Embracing Risk: How Uber GC Salle Yoo Defines Her Career

Embracing Risk: How Uber GC Salle Yoo Defines Her Career

When you first enter Uber’s San Francisco headquarters, the buzzing of activity and achievement gradually swells all around you. It’s exactly what you would expect from a company whose size has more than doubled each year since its launch in 2010, delivering services in over 72 countries and 425 cities worldwide, and disrupting an industry that has been stagnant for decades. As Uber employees energetically zoom by in feverish conversation, Uber’s General Counsel, Salle Yoo, stands out as a centering force of calm, reason and thoughtfulness – an exterior hiding what’s clear as soon as she begins speaking: Yoo is a dynamic risk-taker.

The only word to describe Yoo’s first job in-house is “revolutionary.” Yoo has tackled some of the most intricate and complex legal issues across a multitude of both US and international jurisdictions, faced uphill litigation battles, and redefined the idea of risk. While, undoubtedly, Yoo’s success can be attributed to a variety of “right moves,” it is fundamentally defined by two characteristics.

1. Asking the Right Questions

Yoo’s journey with Uber began with a simple question: what’s the worst thing that could happen? In Yoo’s thirteen years at Davis Wright Tremaine LLP, her practice was an unusual mix of litigation and regulatory. She represented companies in California Public Utilities Commission proceedings but was also on the trial team that represented an airline in an insurance coverage case arising from the events of 9/11. Yoo wasn’t looking to leave her firm, but one weekend in April 2012, as she was juggling the competing demands of a birthday party for her young stepsons and the litigation needs of a new client who wanted to file a writ of mandamus on Monday, she became, in her own words “ripe for the picking [to go in-house].”

“The truth is that I didn’t actually know what Uber was when this job was first presented to me. That has been the cause of quite a few good laughs over the last four years,” says Yoo. Like all startups, Uber had an uncertain future and Yoo would leave the security of a law firm to join as its first lawyer. What really convinced Yoo to take the plunge despite the risk was asking herself the right questions.

Yoo says, “I read the job description and it was quite the mix of legal knowledge and surprisingly, I met every bullet point. I felt like the job was actually describing me better than I could.” While she wasn’t sure of everything the job would entail, she was excited at the opportunity but a bit unsure of leaving law firm life. “Lawyers are generally fairly risk-adverse. When I thought of leaving my law partnership for a start-up, it seemed pretty risky. But I decided that the real question in front of me was, when is the next time I’ll get an offer to be GC of a tech company?” Yoo says. “And more importantly, the right question was what’s the worst that could happen to my career?

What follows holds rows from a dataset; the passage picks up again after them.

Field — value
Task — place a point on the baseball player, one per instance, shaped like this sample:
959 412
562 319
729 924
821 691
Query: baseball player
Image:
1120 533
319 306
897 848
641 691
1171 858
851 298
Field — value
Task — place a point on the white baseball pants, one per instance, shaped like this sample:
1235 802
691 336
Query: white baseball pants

When Yoo took the job, she realized that, like her, Uber was about taking risks. The company is constantly pushing boundaries and changing the status quo. “One thing that start-ups believe is that standing still is moving backwards.” Managing legal risk while helping her company push forward as fast as possible has been instrumental to Yoo’s success. Yoo has reiterated and perfected the art of asking the right questions — even if they’re deceptively simple — in her four years at Uber.

2. Defining the “General” in “General Counsel”

As Uber’s first General Counsel, Yoo defined what the position meant to her and to her company. “When I first took this job, I had this idea that the ‘general’ in General Counsel means something more akin to an army general,” Yoo says. “But as Gordy Davidson (Fenwick, LLP), my outside counsel soon pointed out to me, ‘general’ actually means being able to broadly tackle any issue, whether familiar or not, in a thoughtful, business-oriented, and efficient manner.” As Yoo became more comfortable in her role, she realized how to put this into practice. She explains, “Ultimately, in a fast-paced startup, in order to succeed as General Counsel you have to focus on three things: growth, scale, and speed. You cannot let one fall off or the other two suffer greatly. All are critical for a company in high-growth mode.”

General Counsel often come from law firm backgrounds and are trained that it is critical to be a master of one’s craft. The transition to in-house can be quite treacherous, as a General Counsel’s success often requires being comfortable with the idea that they are the master of nothing, but must spot the issues in almost anything. “One of the most amazing things about becoming General Counsel of a company on the forefront of making legislative changes and completely revolutionizing an industry is the liberty to take risks,” says Yoo. “I’ve stopped counting the number of times the answer to a problem has been ‘well, it’s never been done before, but let’s figure out a way to move forward!”

In Yoo’s world, the word “risk” seems nearly synonymous with revolutionary. Both in the decision to join Uber and in her commitment to get incredibly comfortable with being uncomfortable, Yoo is reimagining what the traditional General Counsel role of “managing risk” is all about. As her department continues to expand, perhaps Yoo’s most long-lasting legacy will be having trained an entire cadre of lawyers to look at risk in a completely new and unique way. As she has pushed herself far outside of her 2012 comfort zone, she is also leading by example and embodying the very notion of fearlessness.